La racialisation désigne le processus par lequel les sociétés considèrent les races comme réelles, différentes et inégales. Les catégories raciales ne sont pas fondées sur la science ou la biologie, mais sur des différences que la société a choisi de mettre en évidence.

Le mot réfugié(e) englobe les demandeurs d’asile, les personnes déplacées, les demandeurs du statut de réfugié, ainsi que les réfugiés statutaires ou réinstallés.

Im/migrant(e) est un terme générique utilisé pour décrire les personnes qui ne sont pas nées avec la citoyenneté canadienne. Cela comprend les personnes qui ont quitté leur lieu de résidence habituel de façon temporaire ou permanente, y compris celles qui n’ont pas de statut d’immigration légal.

Statut d’immigration précaire : tout statut d’immigration au Canada qui est temporaire et qui ne permet pas de bénéficier de l’ensemble des droits juridiques, des protections et des services. Voici quelques exemples de statut précaire : demandeurs d’asile, résidents temporaires, travailleurs migrants, étudiants internationaux, personnes parrainées et personnes sans statut d’immigration.

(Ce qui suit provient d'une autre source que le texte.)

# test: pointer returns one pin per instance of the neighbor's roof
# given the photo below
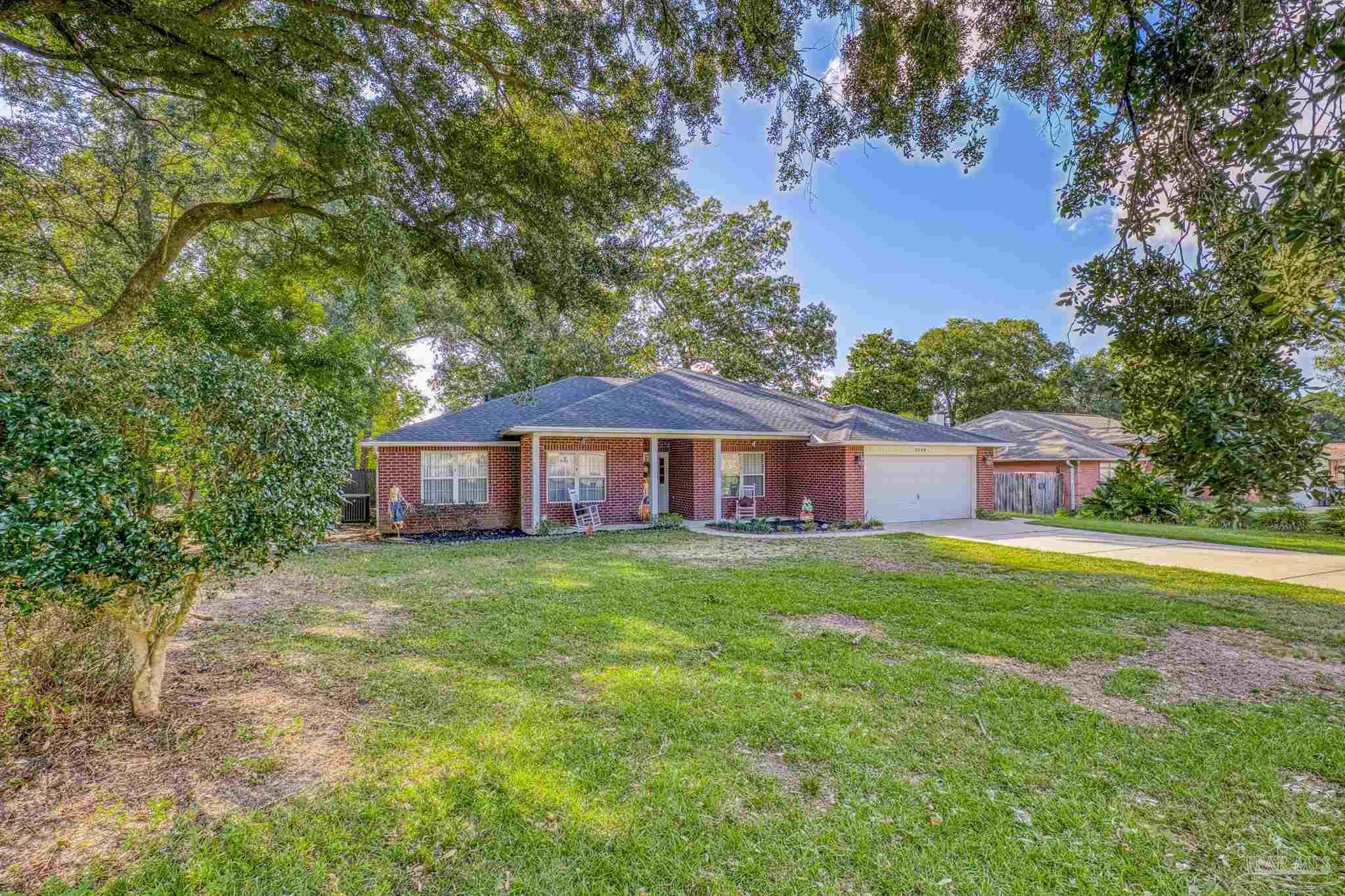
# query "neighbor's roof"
(680, 400)
(1036, 436)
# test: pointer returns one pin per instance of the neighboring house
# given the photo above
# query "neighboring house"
(1083, 448)
(519, 456)
(1336, 459)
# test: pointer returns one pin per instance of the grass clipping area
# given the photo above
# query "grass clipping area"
(670, 712)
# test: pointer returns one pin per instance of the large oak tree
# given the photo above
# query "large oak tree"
(958, 371)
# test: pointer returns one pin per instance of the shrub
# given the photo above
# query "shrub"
(1331, 527)
(1189, 513)
(1134, 494)
(1287, 519)
(132, 476)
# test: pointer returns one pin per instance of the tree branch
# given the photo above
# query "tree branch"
(183, 230)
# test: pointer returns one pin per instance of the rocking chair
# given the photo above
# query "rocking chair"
(584, 515)
(747, 503)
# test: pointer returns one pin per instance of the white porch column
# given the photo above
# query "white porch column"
(654, 479)
(718, 481)
(537, 480)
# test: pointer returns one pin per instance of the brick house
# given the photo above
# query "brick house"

Les pratiques antiracistes et anti-oppressives (ARAO) visent à contester, prévenir, éliminer et changer les valeurs, les structures, les politiques, les programmes, les actions et les comportements qui perpétuent le racisme ou l’oppression dans la société.

L’intersectionnalité est un cadre qui permet de comprendre comment de multiples formes de discrimination se croisent pour créer un impact disproportionné pour certains groupes de personnes en fonction de leur identité ou de leur situation sociale. Mme Kimberlé Crenshaw a commencé à utiliser ce terme pour expliquer les multiples formes d’oppression auxquelles sont confrontées collectivement les femmes noires survivantes de la violence aux États-Unis.

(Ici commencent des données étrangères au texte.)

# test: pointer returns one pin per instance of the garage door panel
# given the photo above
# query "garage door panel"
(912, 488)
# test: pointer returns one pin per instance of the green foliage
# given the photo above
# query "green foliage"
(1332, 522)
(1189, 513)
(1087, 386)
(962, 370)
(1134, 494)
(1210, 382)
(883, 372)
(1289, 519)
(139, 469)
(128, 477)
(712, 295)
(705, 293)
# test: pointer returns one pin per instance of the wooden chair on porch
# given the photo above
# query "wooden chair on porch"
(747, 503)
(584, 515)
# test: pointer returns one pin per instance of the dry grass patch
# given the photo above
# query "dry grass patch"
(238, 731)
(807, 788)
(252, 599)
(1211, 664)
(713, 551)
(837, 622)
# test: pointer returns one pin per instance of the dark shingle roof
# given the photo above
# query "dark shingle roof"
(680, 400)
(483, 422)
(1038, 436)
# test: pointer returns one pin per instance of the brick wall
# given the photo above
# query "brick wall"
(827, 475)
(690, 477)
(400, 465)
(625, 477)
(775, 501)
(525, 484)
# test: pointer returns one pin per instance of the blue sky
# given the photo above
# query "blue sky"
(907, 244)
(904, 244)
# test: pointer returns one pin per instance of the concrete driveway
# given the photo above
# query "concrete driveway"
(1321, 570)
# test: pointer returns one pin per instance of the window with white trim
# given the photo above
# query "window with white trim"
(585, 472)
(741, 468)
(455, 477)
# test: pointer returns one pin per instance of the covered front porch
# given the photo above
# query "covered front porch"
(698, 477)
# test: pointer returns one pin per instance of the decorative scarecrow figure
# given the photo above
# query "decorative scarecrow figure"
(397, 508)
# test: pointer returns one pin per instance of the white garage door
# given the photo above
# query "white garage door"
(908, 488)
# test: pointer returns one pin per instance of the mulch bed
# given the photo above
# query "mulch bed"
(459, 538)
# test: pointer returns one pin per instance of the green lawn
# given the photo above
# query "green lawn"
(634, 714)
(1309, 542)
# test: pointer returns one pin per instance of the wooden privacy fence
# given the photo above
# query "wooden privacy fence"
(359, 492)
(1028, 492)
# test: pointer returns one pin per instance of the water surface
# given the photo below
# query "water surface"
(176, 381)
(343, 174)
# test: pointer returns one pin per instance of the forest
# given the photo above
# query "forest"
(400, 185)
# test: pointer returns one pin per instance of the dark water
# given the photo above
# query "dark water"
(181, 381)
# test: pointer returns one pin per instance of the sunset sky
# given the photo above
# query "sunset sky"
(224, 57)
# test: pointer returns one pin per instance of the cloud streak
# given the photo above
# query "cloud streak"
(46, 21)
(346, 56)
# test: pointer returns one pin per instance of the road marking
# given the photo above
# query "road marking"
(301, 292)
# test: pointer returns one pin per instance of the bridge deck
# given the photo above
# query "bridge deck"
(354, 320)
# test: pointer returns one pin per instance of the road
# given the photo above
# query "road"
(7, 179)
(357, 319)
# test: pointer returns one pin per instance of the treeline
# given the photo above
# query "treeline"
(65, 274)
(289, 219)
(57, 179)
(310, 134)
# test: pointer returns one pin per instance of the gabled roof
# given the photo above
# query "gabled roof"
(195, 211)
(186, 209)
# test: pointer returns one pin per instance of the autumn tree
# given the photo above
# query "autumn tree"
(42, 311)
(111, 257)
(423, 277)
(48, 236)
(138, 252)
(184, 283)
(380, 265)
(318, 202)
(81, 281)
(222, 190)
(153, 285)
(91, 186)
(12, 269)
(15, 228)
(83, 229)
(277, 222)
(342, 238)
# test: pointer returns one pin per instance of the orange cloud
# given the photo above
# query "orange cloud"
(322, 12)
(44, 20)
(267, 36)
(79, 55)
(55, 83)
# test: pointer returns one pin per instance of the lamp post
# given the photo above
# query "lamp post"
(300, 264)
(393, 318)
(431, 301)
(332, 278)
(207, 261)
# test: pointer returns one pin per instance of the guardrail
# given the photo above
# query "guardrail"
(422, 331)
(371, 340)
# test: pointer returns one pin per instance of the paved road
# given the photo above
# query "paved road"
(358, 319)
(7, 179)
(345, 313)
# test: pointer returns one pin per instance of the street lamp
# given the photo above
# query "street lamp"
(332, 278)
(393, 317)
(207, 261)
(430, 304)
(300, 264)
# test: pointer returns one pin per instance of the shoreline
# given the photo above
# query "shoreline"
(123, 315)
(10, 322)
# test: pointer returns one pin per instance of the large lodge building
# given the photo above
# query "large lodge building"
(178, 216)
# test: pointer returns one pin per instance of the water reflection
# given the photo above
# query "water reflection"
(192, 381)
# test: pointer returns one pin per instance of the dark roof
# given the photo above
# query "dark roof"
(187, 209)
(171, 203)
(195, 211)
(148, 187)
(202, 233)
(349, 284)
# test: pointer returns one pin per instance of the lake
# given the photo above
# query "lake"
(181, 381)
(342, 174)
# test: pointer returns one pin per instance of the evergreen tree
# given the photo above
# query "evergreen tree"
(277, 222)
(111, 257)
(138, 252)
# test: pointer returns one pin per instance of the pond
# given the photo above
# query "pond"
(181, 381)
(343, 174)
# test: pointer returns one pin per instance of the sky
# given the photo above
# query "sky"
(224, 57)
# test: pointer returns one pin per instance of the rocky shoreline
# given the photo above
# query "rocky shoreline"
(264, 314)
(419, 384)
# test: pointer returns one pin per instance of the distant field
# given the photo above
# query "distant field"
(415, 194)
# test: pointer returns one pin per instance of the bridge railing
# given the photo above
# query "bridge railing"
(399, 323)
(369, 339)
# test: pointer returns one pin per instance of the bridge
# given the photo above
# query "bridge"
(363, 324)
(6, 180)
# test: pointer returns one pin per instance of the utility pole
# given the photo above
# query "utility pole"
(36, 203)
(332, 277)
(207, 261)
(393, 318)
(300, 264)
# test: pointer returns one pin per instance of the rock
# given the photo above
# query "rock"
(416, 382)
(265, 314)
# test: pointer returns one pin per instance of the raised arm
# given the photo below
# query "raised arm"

Le féminisme intersectionnel affirme que l’équité entre les sexes ne peut être atteinte sans comprendre que les systèmes de pouvoir de notre société excluent et oppriment certaines femmes en raison de leurs identités multiples et croisées. En pratique, le féminisme intersectionnel exige de remettre en question et de résister aux systèmes, institutions et traditions culturelles qui rejettent les expériences des femmes en marge de la société, telles que les personnes autochtones, noires, racialisées, handicapées, immigrées, ainsi que les personnes LGBTQ2+.

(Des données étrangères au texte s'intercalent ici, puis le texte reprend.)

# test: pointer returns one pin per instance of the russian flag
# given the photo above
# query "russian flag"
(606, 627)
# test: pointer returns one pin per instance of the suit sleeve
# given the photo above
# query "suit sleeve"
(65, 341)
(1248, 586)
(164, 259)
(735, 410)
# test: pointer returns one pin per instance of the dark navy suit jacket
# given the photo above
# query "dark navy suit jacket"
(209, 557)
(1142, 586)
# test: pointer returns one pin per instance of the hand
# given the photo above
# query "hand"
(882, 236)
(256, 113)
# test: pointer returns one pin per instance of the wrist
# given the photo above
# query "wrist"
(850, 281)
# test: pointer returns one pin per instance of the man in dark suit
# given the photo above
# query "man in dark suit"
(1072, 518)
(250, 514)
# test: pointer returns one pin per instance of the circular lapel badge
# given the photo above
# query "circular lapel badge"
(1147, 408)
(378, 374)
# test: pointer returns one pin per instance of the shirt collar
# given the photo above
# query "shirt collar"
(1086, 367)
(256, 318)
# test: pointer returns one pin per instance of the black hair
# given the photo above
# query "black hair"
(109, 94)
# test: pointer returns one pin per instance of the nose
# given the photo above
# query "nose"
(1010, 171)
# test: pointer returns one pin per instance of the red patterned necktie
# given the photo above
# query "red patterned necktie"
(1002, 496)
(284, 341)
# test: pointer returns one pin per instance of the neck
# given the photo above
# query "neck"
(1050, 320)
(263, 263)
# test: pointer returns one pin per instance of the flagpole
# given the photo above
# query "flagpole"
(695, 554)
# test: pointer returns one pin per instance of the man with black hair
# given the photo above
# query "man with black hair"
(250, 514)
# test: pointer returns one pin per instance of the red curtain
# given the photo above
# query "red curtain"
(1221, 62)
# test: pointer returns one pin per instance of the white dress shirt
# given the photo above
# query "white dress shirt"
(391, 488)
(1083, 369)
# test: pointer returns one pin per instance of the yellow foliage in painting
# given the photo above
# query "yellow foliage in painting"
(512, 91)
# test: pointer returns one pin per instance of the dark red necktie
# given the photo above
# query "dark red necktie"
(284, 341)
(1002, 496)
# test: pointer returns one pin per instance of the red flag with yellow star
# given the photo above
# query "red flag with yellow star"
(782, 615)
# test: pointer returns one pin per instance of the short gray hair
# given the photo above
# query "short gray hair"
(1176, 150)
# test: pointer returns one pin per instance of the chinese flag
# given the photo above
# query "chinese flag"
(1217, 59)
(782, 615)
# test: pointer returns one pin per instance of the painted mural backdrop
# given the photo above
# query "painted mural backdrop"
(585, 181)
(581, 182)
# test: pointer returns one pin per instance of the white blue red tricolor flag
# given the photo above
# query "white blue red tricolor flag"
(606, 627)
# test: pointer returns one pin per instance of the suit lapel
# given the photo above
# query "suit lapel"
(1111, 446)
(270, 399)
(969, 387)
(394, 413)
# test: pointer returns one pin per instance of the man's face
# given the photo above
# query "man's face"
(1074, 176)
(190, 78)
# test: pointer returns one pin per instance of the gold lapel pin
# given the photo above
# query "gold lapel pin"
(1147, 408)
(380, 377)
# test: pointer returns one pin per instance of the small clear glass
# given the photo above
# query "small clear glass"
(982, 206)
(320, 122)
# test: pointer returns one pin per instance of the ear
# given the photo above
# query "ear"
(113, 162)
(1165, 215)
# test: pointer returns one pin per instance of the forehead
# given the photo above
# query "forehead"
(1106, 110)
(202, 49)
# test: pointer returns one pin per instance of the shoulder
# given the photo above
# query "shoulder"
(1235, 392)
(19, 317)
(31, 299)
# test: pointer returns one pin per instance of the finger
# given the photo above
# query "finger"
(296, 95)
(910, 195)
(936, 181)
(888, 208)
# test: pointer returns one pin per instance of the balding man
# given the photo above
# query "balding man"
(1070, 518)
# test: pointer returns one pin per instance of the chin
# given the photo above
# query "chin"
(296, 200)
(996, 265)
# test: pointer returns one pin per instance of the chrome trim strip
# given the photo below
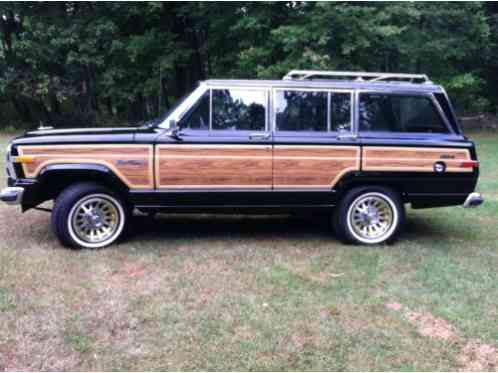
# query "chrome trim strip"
(473, 200)
(12, 195)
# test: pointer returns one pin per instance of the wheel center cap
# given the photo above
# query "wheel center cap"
(93, 220)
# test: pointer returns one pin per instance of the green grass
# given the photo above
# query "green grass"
(204, 292)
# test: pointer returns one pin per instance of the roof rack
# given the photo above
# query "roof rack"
(359, 76)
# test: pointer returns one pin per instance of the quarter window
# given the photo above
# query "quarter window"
(312, 111)
(237, 109)
(340, 107)
(198, 117)
(396, 113)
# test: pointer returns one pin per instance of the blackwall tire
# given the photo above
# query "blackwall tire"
(89, 216)
(369, 216)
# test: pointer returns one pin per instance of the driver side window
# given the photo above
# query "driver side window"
(198, 116)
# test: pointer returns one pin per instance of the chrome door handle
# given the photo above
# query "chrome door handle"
(348, 136)
(259, 136)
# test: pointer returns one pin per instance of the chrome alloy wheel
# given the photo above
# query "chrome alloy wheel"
(96, 220)
(372, 217)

Le changement systémique consiste à démanteler les structures qui maintiennent les inégalités en place, comme les lois, politiques, institutions, normes culturelles et pratiques qui créent des conditions injustes au sein d’une communauté. Ces inégalités sont fondées sur la race, le sexe, la classe sociale, le handicap, l’orientation sexuelle, l’identité et l’expression de genre, ou d’autres caractéristiques et facteurs personnels. Le changement structurel vise à reconstruire ces systèmes et structures afin de rendre notre société plus juste et plus équitable.